Gardasil gets FDA nod for cervical cancer

USA-based pharmaceutical major Merck & Co's cervical cancer vaccine Gardasil (recombinant quadrivalent human papillomavirus; Types 6, 11, 16, 18 is one step closer to approval after the Food and Drug Administration's Vaccines and Related Biological Products Advisory Committee unanimously voted that it is safe and effective.

The FDA committee agreed that Phase II and III trial data supports the agent's approval for the prevention of precancers and other cervical, vulvar and vaginal lesions caused by HPV types 6, 11, 16 and 18, including genital warts. Its guidance will be considered by the agency in its review of Merck's December 2005 Biologics License Application, with a June 8 action date. The firm noted that the agency will consider the committee's opinion but is not bound by it.

The investigational vaccine targets the world's most prevalent sexually-transmitted disease and has an annual US market potential of $2.0 billion.

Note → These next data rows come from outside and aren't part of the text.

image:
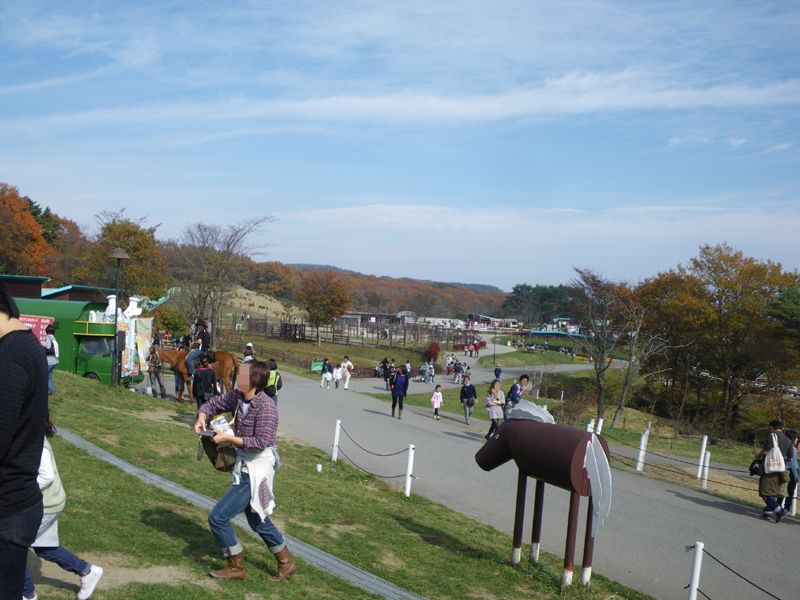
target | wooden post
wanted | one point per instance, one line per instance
(588, 547)
(536, 531)
(572, 534)
(519, 517)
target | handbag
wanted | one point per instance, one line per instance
(222, 456)
(773, 461)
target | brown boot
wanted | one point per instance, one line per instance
(286, 566)
(234, 570)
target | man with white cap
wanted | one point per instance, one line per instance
(248, 353)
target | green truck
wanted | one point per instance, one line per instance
(85, 347)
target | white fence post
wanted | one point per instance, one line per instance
(335, 453)
(705, 470)
(702, 456)
(410, 468)
(697, 563)
(642, 449)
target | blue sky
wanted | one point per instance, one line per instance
(490, 142)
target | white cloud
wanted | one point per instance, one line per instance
(542, 246)
(575, 93)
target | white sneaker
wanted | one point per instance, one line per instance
(89, 582)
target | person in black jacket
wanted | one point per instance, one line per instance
(468, 397)
(204, 386)
(23, 401)
(399, 389)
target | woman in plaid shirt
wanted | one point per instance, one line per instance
(252, 476)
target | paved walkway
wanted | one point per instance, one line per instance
(643, 542)
(307, 552)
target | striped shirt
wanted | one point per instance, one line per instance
(258, 428)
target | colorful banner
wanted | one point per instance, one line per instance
(144, 337)
(36, 324)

It is a key product for the firm, which is facing law suits over its withdrawn painkiller Vioxx (rofecoxib). However, industry observers fear that Merck's plan to have Gardasil made mandatory for school admission will be opposed by America's conservative Right. Christian lobby groups, in particular, believe that the STD vaccine could create a false sense of security and lead to promiscuity.